MATERIALS and METHODS

Data analysis was performed using multivariate discriminant analysis of the first derivative of the FTIR spectral data. ATR and transmission data were analyzed separately. Linear combinations of the spectra, or canonical variates, were formed to maximize the distance between two or more predefined group means and to provide the best discrimination of the groups. The groups were scaled so that the distances between them represent the Mahalanobis distances, Mij, which is the distance between groups in within-group standard deviation units. Canonical scores for the two most significant variates were used to create a graphical two-dimensional representation of the data. Bacterial Identification Testing. Identification algorithms (Trident™ QuantaSpec) were developed by QuantaSpec Inc. (Essex Junction, VT) specifically for this study. Identification algorithms were tested using a Cross Validation approach.

DATA ANALYSIS

• Representative bacterial FTIR spectra collected using transmission and ATR data are shown in Fig. 1 (A, B), respectively. The cross validation testing showed successful differentiation between studied bacteria, resulting in 100% discrimination among these cultures. One hundred fifty nine spectra, collected using the ATR approach, were correctly assigned to their species/strain group, and 157 spectra, collected with transmission approach, were correctly assigned to their species/strain group (Table 1).
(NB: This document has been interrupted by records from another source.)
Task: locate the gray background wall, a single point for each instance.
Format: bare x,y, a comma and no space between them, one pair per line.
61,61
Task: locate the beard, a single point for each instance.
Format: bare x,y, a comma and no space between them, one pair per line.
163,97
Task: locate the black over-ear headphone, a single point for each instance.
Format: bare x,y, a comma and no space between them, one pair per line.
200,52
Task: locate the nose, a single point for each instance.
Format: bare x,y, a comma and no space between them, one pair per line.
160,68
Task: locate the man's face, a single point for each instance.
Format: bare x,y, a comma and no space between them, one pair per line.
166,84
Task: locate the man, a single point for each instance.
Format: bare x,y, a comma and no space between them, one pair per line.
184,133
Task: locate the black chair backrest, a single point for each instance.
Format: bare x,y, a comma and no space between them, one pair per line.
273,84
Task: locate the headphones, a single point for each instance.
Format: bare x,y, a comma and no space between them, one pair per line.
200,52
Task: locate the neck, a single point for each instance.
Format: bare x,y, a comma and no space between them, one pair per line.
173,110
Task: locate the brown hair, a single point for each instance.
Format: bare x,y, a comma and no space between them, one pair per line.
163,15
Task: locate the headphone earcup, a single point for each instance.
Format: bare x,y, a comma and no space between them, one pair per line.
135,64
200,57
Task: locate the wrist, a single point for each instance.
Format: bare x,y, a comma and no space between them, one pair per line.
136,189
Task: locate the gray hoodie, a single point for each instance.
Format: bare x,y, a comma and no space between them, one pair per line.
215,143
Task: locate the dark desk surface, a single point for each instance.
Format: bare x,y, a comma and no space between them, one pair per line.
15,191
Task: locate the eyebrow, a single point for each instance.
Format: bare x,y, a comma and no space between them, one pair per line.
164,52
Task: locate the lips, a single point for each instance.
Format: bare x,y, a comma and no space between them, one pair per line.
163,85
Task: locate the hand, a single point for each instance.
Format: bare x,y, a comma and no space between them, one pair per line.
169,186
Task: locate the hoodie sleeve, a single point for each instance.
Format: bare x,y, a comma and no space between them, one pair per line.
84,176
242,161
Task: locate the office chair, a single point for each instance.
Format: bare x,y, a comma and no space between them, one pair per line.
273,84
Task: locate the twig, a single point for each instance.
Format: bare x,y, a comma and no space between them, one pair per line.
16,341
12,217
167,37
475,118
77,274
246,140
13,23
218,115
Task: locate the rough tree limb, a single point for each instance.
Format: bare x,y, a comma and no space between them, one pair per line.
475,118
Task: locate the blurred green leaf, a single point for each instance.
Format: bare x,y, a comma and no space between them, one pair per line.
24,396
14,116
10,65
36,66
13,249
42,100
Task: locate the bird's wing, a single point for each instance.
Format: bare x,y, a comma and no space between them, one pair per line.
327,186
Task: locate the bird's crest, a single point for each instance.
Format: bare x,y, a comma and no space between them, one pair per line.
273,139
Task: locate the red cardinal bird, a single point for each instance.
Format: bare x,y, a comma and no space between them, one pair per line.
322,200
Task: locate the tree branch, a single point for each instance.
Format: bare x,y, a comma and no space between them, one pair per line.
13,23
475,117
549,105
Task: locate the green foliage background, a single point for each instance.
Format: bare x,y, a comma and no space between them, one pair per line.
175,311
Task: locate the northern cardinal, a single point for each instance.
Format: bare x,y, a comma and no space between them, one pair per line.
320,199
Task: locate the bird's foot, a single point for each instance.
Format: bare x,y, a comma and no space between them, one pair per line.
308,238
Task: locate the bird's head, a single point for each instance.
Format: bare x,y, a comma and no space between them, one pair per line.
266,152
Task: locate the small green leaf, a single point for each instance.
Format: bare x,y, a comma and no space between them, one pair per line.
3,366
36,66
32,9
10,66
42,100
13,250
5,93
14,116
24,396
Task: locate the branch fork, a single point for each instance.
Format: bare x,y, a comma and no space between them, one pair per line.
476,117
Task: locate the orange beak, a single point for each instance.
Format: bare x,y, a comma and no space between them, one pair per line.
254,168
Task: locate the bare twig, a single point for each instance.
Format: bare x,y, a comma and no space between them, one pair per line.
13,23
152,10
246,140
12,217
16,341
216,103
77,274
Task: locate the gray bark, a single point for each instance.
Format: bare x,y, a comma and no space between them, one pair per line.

• The multivariate approach demonstrated the ability of infrared spectroscopy to successfully discriminate among cultures of all tested bacterial species. Graphical differentiation of the spectra is shown in Fig. 2. All tested bacterial species were separated into eight separate clusters corresponding to L. innocua CWD 142, L. welshimeri FSL H6-O17, E. coli K12 HB 101, E. coli ATCC 29181, S. cholerasuis ATCC 13314, S. subterranea ATCC BAA-836, E. sakazakii ATCC 29544, and E. aerogenes ATCC 13048. The method demonstrated very good reproducibility as evidenced by the tight clustering of specific bacterial samples grown in separated tubes on the same day and when repeated on subsequent days. The ATR data analysis resulted in Gram-negative E. coli K12, E. coli ATCC 29181, S. cholerasuis, S. subterranean, E. sakazakii, and E. aerogenes bacterial clusters which grouped closely together, and may be attributed to genetic similarities shared by members of the same genera Enterobacteriaceae (Fig. 2).

• It was found that heterogeneity between spectra from L. innocua CWD 142 and L. welshimeri FSL H6-017 grown to logarithmic and stationary phases was not significant to influence the discrimination between the strains (Table 1).
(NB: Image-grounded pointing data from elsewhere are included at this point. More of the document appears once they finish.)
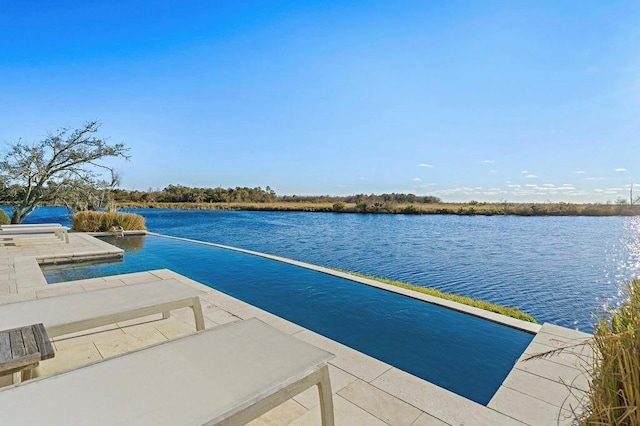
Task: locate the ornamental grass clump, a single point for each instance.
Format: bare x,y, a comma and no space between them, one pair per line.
614,395
4,218
92,221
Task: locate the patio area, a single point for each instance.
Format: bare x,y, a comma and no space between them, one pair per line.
366,391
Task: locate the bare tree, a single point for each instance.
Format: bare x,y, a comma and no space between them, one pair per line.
42,171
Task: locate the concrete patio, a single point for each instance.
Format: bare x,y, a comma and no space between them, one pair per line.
366,390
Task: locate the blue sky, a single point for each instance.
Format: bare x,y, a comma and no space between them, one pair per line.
487,100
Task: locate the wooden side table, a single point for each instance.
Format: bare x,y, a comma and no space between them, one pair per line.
21,349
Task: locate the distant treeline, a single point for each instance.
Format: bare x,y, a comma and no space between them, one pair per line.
258,199
185,194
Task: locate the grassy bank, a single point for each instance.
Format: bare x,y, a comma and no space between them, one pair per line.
614,395
465,209
481,304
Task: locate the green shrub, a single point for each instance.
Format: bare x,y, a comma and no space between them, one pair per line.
4,218
91,221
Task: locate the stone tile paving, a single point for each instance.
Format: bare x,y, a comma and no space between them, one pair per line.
366,391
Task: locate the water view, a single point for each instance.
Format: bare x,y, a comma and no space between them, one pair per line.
560,269
462,353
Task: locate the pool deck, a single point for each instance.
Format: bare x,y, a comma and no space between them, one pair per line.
366,391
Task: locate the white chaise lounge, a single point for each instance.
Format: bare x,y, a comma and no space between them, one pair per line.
32,233
227,375
82,311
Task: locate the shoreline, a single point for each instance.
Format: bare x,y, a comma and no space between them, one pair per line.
458,209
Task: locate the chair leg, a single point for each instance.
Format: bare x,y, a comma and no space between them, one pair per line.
197,314
326,397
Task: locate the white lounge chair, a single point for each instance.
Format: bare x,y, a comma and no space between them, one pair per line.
227,375
82,311
32,232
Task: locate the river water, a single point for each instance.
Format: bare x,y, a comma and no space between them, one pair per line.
563,270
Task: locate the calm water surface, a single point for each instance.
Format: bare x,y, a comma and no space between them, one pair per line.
560,269
459,352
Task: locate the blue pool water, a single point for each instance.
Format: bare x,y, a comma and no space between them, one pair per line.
459,352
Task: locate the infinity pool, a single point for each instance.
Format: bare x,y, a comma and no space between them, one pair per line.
459,352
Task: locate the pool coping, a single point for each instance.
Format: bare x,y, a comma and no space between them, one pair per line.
534,392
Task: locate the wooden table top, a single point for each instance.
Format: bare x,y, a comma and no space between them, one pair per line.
22,347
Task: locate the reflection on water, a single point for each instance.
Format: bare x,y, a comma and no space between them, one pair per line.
562,270
625,255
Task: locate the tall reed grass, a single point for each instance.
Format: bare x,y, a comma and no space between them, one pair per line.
92,221
4,218
614,395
• FTIR approach was 100% successful in differentiation between genetically similar bacteria (Table 1). Multivariate discriminant helped clearly discriminate L. innocua and L. welshimeri ribotypes (Fig. 5).

• The cross validation approach showed that the separation of bacterial species was minimally affected by variations in broth medium, sanitizer and food matrices (Table 1).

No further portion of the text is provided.